2) He can have his 180-day period begin on, and include 12/31/21.

3) He can have his 180-day period begin on, and include 3/15/22. This last choice is intriguing and should give D the ability to do due diligence on an OZ Fund and make the investment on or before 9/10/22. If D’s cash investment in the OZ Fund were $1 million and if he made the proper election with his 2021 tax return, he could defer that gain even though it is 2021 gain. Also, notice that he can keep his $300,000 in cash from basis recovery (unlike a like-kind exchange. Please see my previous blog).

However, the clock is ticking. This investment will probably be in a multi-tiered real estate development in an area, which Virginia designated and the US certified, as an Opportunity Zone. Although that creates special risk, Virginia has 212 of these zones. Just in the Richmond area, many parts of Scott’s Addition, Manchester, and Church Hill qualify. Confirming qualification requires a simple web search. If D is self-developing, he needs sterling advice. If he is investing in a managed fund, due diligence on the developer is paramount.

D should not make a bad economic investment chasing tax deferral. However, his federal and Virginia income tax deferral from his $1 million investment could be about $250,000 to over $300,000 plus interest if D is late on his estimated payments.

All this initial deferral must be recognized on 12/31/26 if it has not been recognized through an “inclusion event” before. Inclusion events include D’s sale of his interest in the OZ Fund, the OZ Fund’s sale of the project, or numerous other incidents that constitute D’s disinvestment. Thus, another clock is ticking. D has a decent remaining period for initial deferral (11/15/21 to 12/31/26), but the time value wanes for others with, say, 2022 gain. D will face the tax rates existing on 12/31/26 on his $1 million initial deferral. However, notice that this inclusion will only be on the initial deferral. D’s investment could have increased to, for example, a $1.6 million value, but only the initial $1 million must be recognized on 12/31/26.

For the extremely long-term investor, if the investment in the OZ Fund is held for 10 years or more, upon election, the investor gets full exclusion of the gain when he sells it. Assume that D sells his investment in the OZ Fund on December 2, 2028, for $2 million. D receives the entire $2 million without any federal or Virginia income tax. In the alternative, assume that D waits an additional two years and sells the investment for $4 million. He receives the entire $4 million without any federal or Virginia income tax. Thus, a third clock is ticking, but this ticking is good for D. If he can hold for 10 years or more, he reaches tax nirvana (at least as close as possible with a Virginia investment).

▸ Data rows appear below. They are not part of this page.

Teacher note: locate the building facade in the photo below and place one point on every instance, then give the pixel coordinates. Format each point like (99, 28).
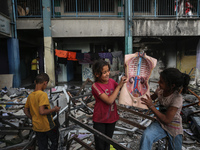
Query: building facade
(166, 30)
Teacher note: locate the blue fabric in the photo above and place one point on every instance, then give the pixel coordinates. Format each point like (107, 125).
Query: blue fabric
(155, 132)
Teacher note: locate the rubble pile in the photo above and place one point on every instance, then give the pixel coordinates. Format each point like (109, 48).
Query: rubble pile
(76, 132)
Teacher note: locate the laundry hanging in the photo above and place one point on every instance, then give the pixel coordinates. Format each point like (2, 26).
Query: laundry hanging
(61, 53)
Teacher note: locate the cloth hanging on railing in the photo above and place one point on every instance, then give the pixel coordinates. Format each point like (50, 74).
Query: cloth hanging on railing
(71, 56)
(61, 53)
(79, 56)
(86, 60)
(119, 55)
(106, 55)
(94, 56)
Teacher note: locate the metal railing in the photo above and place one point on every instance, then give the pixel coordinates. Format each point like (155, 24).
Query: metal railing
(28, 8)
(110, 8)
(166, 8)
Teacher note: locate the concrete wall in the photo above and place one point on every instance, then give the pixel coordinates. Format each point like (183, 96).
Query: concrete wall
(166, 27)
(85, 27)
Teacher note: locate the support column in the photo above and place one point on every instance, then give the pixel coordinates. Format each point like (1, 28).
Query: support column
(128, 27)
(171, 56)
(14, 61)
(49, 66)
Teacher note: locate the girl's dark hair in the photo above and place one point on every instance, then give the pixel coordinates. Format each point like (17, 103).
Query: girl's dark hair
(98, 67)
(174, 76)
(42, 77)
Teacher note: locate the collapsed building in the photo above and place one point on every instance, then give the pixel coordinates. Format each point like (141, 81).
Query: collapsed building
(39, 28)
(75, 120)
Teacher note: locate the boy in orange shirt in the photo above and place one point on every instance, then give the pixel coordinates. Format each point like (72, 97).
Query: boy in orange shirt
(37, 108)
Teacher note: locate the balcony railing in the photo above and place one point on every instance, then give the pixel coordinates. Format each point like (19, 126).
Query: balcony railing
(110, 8)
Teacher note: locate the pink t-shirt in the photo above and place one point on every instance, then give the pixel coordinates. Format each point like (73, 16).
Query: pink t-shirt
(104, 113)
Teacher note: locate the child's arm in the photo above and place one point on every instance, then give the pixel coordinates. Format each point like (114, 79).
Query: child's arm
(27, 113)
(44, 111)
(110, 99)
(164, 118)
(154, 96)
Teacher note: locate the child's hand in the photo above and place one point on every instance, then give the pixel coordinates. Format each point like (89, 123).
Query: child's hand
(56, 108)
(123, 80)
(147, 101)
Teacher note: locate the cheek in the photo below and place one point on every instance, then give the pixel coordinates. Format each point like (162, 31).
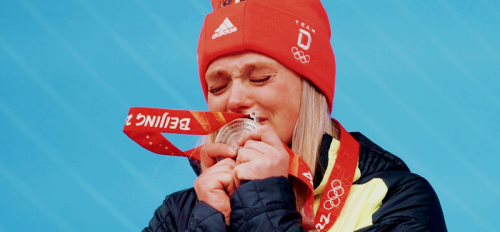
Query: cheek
(216, 104)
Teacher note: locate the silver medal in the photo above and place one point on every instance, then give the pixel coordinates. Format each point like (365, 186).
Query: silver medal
(234, 130)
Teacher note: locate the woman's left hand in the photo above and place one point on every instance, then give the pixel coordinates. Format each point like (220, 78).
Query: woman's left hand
(261, 155)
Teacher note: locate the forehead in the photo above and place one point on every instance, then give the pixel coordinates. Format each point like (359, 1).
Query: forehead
(241, 61)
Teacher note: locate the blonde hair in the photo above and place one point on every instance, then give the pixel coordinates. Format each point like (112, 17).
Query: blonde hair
(313, 121)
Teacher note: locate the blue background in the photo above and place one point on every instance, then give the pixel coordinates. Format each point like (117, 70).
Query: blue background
(418, 77)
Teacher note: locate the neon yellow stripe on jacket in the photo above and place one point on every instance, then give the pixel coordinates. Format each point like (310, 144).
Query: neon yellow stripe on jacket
(363, 200)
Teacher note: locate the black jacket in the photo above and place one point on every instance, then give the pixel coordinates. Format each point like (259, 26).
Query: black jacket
(409, 203)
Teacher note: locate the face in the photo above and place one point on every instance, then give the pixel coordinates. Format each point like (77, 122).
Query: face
(251, 82)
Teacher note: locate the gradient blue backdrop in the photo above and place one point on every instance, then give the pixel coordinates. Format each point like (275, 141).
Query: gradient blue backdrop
(418, 77)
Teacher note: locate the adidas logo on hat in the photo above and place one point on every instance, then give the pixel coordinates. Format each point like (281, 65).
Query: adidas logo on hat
(225, 28)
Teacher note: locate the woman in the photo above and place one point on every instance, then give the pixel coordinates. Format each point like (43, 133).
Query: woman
(273, 58)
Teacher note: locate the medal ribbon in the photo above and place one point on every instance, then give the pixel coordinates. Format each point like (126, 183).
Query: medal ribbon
(146, 125)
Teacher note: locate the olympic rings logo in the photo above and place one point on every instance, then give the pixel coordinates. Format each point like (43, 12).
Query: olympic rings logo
(299, 55)
(334, 195)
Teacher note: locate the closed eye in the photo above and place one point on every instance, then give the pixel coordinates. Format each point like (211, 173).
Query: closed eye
(262, 80)
(216, 90)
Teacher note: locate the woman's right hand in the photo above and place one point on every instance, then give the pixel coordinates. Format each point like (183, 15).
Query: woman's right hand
(215, 184)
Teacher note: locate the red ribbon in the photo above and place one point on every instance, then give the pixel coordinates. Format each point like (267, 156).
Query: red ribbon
(146, 125)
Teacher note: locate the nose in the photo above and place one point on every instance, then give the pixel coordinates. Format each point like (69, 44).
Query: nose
(240, 98)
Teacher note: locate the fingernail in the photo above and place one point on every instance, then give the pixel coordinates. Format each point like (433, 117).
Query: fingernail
(231, 151)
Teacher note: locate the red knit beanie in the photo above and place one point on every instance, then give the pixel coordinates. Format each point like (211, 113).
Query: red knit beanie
(294, 32)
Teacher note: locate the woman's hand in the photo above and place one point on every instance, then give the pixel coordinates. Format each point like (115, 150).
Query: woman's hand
(261, 155)
(216, 184)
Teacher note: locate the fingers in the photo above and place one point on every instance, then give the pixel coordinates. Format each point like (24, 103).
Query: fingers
(210, 152)
(265, 134)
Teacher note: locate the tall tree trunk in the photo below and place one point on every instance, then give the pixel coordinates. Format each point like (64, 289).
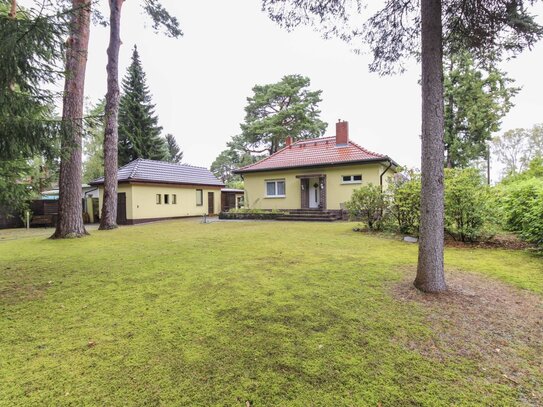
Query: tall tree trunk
(111, 135)
(13, 9)
(70, 209)
(430, 273)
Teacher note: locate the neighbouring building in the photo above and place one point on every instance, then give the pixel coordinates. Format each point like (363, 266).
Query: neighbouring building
(319, 174)
(231, 198)
(151, 190)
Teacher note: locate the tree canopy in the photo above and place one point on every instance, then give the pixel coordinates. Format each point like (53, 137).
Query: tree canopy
(229, 160)
(517, 148)
(278, 110)
(175, 155)
(476, 99)
(139, 132)
(31, 49)
(488, 28)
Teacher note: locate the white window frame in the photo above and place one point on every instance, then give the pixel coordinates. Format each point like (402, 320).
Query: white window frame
(352, 180)
(275, 181)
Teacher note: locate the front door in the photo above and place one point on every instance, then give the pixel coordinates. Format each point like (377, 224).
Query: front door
(210, 203)
(121, 208)
(314, 193)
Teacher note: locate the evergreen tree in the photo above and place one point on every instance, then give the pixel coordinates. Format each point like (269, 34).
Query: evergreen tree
(174, 151)
(139, 132)
(278, 110)
(31, 42)
(93, 167)
(476, 99)
(421, 29)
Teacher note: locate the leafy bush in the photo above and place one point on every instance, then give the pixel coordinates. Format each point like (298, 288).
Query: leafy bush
(469, 215)
(522, 205)
(404, 195)
(368, 204)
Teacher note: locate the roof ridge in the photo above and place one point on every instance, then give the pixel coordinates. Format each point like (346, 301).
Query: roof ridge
(366, 150)
(170, 163)
(284, 148)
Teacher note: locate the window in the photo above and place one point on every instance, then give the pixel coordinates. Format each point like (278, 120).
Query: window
(351, 179)
(275, 188)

This discussion is based on current federal tax law and current Virginia conformity. Many US Congressmen have questioned the value of the program with the insinuation that it only benefits real estate owners and developers. Avoiding the politics and confessing that I am not an economist, do you believe that a rising tide raises all ships? These provisions have created incentives for capital investment in Qualified Opportunity Zones, which was the provisions’ mission. Although these provisions apply to investment in zone businesses, the bias towards real estate may be a function of: (i) the relative newness of working regulations (real estate must be developed before businesses can move into the zone), (ii) most businesses have substantial risk of not surviving 10 or more years, much less being sold rather than shuttered (see, any pandemic restaurant); and (iii) real estate is inherently long-term.

Perhaps, the criticizing Congressmen should tweak the rules and not scrap them. The program currently only applies to capital gain that are realized before 2027. Without action, the rules will scrap themselves. Perhaps, four clocks are ticking.

Spotts Fain publications are provided as an educational service and are not meant to be and should not be construed as legal advice. Readers with particular needs on specific issues should retain the services of competent counsel.